The need to keep back-up copies of software arose when programs and data were no longer stored on paper media, but were entered from terminals and stored on disk. Back-up copies are desirable for reliability, and many modern editors automatically save a back-up copy for every file touched. This strategy is valuable for short-term back-ups, but not suitable for long-term version control, since an existing back-up copy is overwritten whenever the corresponding file is edited.
Tape archives are suitable for long-term, offline storage. If all changed files are dumped on a back-up tape once per day, old revisions remain accessible. However, tape archives are unsatisfactory for version control in several ways. First, backing up the file system every 24 hours does not capture intermediate revisions. Secondly, the old revisions are not online, and accessing them is tedious and time-consuming. In particular, it is impractical to compare several old revisions of a group, because that may require mounting and searching several tapes. Tape archives are important fail-safe tools in the event of catastrophic disk failures or accidental deletions, but they are ill-suited for version control. Conversely, version control tools do not obviate the need for tape archives.
A natural technique for keeping several old revisions online is to never delete a file. Editing a file simply creates a new file with the same name, but with a different sequence number. This technique, available as an option in DEC's VMS operating system, turns out to be inadequate for version control. First, it is prohibitively expensive in terms of storage costs, especially since no data compression techniques are employed. Secondly, indiscriminately storing every change produces too many revisions, and programmers have difficulties distinguishing them. The proliferation of revisions forces programmers to spend much time on finding and deleting useless files. Thirdly, most of the support functions like locking, logging, revision selection, and identification described in this paper are not available.
An alternative approach is to separate editing from revision control. The user may repeatedly edit a given revision, until freezing it with an explicit command. Once a revision is frozen, it is stored permanently and can no longer be modified. (In RCS, freezing a revisions is done with ci.) Editing a frozen revision implicitly creates a new one, which can again be changed repeatedly until it is frozen itself. This approach saves exactly those revisions that the user considers important, and keeps the number of revisions manageable. IBM's CLEAR/CASTER7, AT&T's SCCS3, CMU's SDC8 and DEC's CMS9, are examples of version control systems using this approach. CLEAR/CASTER maintains a data base of programs, specifications, documentation and messages, using deltas. Its goal is to provide control over the development process from a management viewpoint. SCCS stores multiple revisions of source text in an ancestral tree, records a log entry for each revision, provides access control, and has facilities for uniquely identifying each revision.
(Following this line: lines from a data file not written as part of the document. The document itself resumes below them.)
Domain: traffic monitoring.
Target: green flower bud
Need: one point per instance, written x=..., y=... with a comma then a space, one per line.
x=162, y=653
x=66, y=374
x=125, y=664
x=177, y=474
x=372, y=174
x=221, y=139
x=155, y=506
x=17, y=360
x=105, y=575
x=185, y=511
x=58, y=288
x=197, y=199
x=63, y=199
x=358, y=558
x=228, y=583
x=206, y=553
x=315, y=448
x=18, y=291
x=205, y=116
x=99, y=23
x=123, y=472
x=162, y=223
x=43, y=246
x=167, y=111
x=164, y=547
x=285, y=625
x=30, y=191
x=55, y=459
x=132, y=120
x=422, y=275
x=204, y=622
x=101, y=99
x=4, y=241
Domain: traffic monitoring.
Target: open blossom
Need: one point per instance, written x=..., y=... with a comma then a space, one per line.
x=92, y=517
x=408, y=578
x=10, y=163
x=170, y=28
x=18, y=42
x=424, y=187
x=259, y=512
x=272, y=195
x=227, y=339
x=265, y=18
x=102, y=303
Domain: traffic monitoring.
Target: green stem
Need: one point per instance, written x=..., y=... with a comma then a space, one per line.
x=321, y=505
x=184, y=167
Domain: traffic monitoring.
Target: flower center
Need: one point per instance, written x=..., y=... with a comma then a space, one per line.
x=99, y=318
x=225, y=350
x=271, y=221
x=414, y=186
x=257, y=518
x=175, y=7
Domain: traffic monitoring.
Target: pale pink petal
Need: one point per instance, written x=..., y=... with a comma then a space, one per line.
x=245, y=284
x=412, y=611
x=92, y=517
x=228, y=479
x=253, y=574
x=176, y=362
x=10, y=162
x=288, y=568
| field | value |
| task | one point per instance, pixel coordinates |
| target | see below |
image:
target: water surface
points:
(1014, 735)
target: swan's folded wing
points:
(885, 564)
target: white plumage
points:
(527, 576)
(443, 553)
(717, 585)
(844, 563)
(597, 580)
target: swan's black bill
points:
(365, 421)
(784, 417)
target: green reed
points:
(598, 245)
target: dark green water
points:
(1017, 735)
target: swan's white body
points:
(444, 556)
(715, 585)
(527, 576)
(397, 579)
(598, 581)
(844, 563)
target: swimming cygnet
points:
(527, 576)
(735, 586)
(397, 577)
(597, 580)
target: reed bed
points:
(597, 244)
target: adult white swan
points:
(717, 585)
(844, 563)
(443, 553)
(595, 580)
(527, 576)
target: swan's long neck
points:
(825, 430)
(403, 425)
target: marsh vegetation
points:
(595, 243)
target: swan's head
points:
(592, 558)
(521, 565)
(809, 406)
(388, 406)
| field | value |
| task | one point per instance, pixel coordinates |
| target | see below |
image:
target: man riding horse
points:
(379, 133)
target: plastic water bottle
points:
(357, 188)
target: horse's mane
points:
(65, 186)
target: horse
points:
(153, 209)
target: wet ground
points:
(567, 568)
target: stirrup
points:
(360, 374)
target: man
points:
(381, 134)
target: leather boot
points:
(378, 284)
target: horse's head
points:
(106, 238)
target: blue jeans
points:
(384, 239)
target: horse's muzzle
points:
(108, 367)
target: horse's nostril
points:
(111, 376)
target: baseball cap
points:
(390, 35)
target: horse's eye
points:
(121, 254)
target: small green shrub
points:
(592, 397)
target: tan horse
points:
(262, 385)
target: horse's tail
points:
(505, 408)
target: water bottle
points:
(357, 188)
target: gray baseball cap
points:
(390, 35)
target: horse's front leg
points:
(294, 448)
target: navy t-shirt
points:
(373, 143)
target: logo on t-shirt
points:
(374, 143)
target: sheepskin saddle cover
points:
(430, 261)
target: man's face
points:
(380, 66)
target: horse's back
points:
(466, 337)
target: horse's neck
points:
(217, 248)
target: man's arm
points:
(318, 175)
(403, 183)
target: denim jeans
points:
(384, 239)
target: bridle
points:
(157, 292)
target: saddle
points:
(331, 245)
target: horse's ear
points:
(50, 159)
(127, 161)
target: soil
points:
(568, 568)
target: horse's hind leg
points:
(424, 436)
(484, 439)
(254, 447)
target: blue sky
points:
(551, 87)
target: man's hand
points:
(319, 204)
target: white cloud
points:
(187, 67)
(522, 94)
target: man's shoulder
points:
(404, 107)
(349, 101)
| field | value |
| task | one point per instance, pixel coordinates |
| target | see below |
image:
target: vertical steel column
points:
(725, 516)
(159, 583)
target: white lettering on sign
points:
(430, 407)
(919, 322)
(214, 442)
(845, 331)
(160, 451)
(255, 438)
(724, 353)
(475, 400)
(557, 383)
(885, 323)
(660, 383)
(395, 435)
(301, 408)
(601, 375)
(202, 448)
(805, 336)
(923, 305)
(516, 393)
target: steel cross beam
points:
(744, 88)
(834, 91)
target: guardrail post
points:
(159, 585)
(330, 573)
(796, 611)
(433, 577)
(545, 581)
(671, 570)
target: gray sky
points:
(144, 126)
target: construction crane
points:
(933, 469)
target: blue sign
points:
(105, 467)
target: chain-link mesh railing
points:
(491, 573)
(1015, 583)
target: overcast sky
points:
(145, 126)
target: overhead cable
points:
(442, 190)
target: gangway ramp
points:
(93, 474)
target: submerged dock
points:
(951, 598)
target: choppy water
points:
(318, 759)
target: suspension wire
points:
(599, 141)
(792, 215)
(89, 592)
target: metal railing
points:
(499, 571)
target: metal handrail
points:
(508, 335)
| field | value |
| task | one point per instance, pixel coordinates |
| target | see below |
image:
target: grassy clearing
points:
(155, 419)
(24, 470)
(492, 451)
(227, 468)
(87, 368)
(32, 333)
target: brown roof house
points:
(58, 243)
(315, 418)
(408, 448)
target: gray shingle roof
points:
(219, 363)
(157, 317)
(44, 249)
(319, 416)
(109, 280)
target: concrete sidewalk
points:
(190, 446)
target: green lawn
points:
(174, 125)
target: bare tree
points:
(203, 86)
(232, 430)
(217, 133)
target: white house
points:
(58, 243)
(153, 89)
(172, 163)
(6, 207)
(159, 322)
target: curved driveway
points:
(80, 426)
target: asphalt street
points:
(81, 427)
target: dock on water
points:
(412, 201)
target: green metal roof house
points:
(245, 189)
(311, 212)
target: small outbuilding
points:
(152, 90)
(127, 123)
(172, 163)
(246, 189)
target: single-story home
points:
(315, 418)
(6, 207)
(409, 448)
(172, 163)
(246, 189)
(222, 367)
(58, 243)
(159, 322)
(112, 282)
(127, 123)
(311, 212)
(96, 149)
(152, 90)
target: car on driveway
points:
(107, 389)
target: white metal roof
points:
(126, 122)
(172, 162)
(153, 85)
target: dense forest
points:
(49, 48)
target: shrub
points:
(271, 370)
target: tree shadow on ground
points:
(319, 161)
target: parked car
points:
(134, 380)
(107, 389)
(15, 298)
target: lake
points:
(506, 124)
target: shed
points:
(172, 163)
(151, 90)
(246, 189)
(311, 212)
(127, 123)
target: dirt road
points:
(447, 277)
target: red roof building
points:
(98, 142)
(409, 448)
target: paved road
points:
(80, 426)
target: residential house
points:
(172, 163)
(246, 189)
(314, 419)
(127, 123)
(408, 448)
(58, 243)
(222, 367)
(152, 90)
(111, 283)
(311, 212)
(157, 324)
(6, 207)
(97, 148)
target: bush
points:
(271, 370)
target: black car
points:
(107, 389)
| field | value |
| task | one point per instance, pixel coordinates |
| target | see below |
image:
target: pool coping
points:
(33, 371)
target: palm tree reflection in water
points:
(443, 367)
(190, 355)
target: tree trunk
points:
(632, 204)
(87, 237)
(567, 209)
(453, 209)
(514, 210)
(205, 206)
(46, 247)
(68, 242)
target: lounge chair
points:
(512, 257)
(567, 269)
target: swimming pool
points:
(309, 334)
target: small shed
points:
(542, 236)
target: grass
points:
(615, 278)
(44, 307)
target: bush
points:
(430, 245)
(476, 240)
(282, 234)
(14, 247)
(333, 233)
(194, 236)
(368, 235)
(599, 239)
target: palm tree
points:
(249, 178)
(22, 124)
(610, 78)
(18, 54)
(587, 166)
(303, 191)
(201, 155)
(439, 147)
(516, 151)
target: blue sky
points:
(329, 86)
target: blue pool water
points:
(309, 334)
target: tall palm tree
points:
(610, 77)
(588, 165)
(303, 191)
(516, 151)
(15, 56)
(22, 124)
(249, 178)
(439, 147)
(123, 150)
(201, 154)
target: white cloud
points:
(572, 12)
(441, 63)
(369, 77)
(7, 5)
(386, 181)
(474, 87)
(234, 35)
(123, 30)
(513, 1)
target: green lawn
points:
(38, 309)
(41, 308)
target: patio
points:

An efficient delta technique reduces the space consumed by each revision group. SDC is much simpler than SCCS because it stores not more than two revisions. However, it maintains a complete log for all old revisions, some of which may be on back-up tape. CMS, like SCCS, manages tree-structured revision groups, but offers no identification mechanism.
Tools for dealing with configurations are still in a state of flux. SCCS, SDC and CMS can be combined with MAKE or MAKE-like programs. Since flexible selection rules are missing from all these tools, it is sometimes difficult to specify precisely which revision of each group should be passed to MAKE for building a desired configuration. The Xerox Cedar system10 provides a `System Modeller' that can rebuild a configuration from an arbitrary set of module revisions. The revisions of a module are only distinguished by creation time, and there is no tool for managing groups. Since the selection rules are primitive, the System Modeller appears to be somewhat tedious to use. Apollo's DSEE5 is a sophisticated software engineering environment. It manages revision groups in a way similar to SCCS and CMS. Configurations are built using `configuration threads'. A configuration thread states which revision of each group named in a configuration should be chosen. A configuration thread may contain dynamic specifiers (e.g., `choose the revisions I am currently working on, and the most recent revisions otherwise'), which are bound automatically at build time. It also provides a notification mechanism for alerting maintainers about the need to rebuild a system after a change.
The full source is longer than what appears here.